Sénégal - Maroc, l’acte final fixé au 8 octobre

Le Tribunal arbitral du sport a fixé la date du 8 octobre prochain pour l’audience dans l’affaire de la finale de la CAN 2025, suite à l’appel interjeté par la Fédération sénégalaise de football (FSF) contre la Confédération africaine de football (CAF) et la Fédération royale marocaine de football (FRMF).
Quatre mois après la saisine du Tribunal arbitral du sport (TAS), dans le cadre de la finale de la CAN 2025 entre le Sénégal et le Maroc, les choses commencent à bouger à Lausanne. Dans un communiqué publié ce vendredi, le TAS a indiqué que « l’audience se tiendra le 8 octobre 2026 », à son siège à Lausanne, en Suisse. « Enregistré par le TAS le 25 mars 2026, l'appel de la FSF demande l'annulation d'une décision prise par la CAF déclarant que l'équipe nationale du Sénégal a perdu la finale de la CAN 2025 par forfait et attribuant la victoire à l'équipe nationale du Maroc sur le score de 3-0. L'appel demande au TAS de déclarer la FSF vainqueur de la CAN 2025 », a rappelé la juridiction arbitrale.
Au mois d’avril dernier, le TAS avait refusé la procédure d’urgence demandée par la partie sénégalaise. Celle-ci aurait permis de réduire le délai de jugement à environ deux mois. Mais elle ne pouvait être déclenchée que lorsque les deux parties tombaient d’accord. « La procédure suit donc le calendrier habituel prévu par les règles du TAS. La date de l’audience a été fixée après consultation des parties, qui n’ont pas demandé que l’audience soit publique. Cela signifie qu'elle se tiendra à huis clos », a expliqué la note.

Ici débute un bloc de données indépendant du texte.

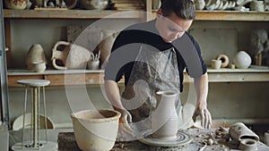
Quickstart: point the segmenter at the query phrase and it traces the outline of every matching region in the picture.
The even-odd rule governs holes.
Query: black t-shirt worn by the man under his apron
[[[135,58],[140,46],[150,46],[158,51],[164,51],[174,47],[177,53],[178,71],[180,79],[180,91],[183,90],[183,71],[192,78],[202,76],[206,71],[206,65],[201,56],[201,49],[195,39],[187,32],[172,43],[165,42],[155,28],[155,20],[132,25],[121,31],[117,36],[105,68],[105,80],[119,81],[125,76],[125,84],[128,82]]]

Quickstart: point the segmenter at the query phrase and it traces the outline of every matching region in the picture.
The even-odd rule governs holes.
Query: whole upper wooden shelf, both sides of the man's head
[[[142,19],[143,11],[96,11],[96,10],[7,10],[5,19]],[[154,12],[149,15],[154,18]],[[196,21],[269,21],[269,12],[197,11]]]

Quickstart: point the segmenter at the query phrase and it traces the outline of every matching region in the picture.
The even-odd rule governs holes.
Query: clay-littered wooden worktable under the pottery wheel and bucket
[[[138,140],[130,141],[130,142],[116,142],[115,146],[111,149],[111,151],[199,151],[201,147],[204,147],[201,142],[203,138],[198,137],[202,134],[207,134],[210,131],[214,130],[200,130],[200,129],[190,129],[184,130],[188,134],[190,134],[193,138],[193,141],[185,147],[152,147],[141,143]],[[81,151],[77,146],[74,138],[74,132],[60,132],[58,134],[58,149],[60,151]],[[232,146],[231,146],[232,147]],[[236,149],[233,147],[232,149]],[[204,151],[226,151],[230,150],[230,147],[223,145],[213,145],[205,148]],[[258,151],[268,151],[269,147],[265,146],[262,142],[257,143]]]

À l'issue de l'audience du 8 octobre, le TAS entamera ses délibérations. Malgré la date de l’audience connue, les deux parties vont devoir encore patienter, car le tribunal arbitral n’est pas prêt à rendre sa décision de sitôt. « À ce stade, le TAS n'est pas en mesure d'indiquer quand une décision sera rendue, mais celle-ci ne sera pas prononcée le jour même de l’audience. »
Pour défendre son dossier à Lausanne, la Fédération sénégalaise de football (FSF) s’est attachée les services d’un pool d’avocats composé de pontes du droit du sport et du règlement des litiges au TAS. L’équipe de choc est dirigée par Me Seydou Diagne, épaulé par le bâtonnier Me Aly Fall ainsi que par Me Moussa Sarr. La FSF a également intégré à ce groupe trois experts étrangers, dont le Suisse Serge Vittoz. Ce dernier avait brillamment permis au Sénégal, dans l’affaire Polokwane, d’obtenir en 2017 de la FIFA l’annulation du résultat du match des éliminatoires du Mondial 2018 contre l’Afrique du Sud (2-1), rejoué et remporté par les Lions (2-0).
Dans cette lutte, la FSF a pu compter sur le soutien du Comité national olympique et sportif sénégalais (CNOSS). La « mère des fédérations » sportives du Sénégal s’est dite prête à mettre à la disposition de la FSF certains de ses avocats, qui s’y connaissent en droit du sport.
Attention aux fausses infos
Le Tribunal arbitral du sport a aussi attiré l’attention de l’opinion sur les fausses informations qui circulent dans les médias. « Le TAS a pris connaissance d'informations erronées circulant au sujet de cette procédure et qui ont ensuite été relayées par les médias. Seules les informations diffusées par les canaux officiels du TAS sont considérées comme officielles, et toute annonce concernant cette affaire sera publiée sur le site Internet du TAS. Les journalistes accrédités peuvent adresser leurs questions au service de presse du TAS. »
En effet, le 12 juillet dernier, un faux document attribué au TAS a annoncé que le Sénégal s’était vu attribuer la victoire lors de la Coupe d'Afrique des Nations 2026.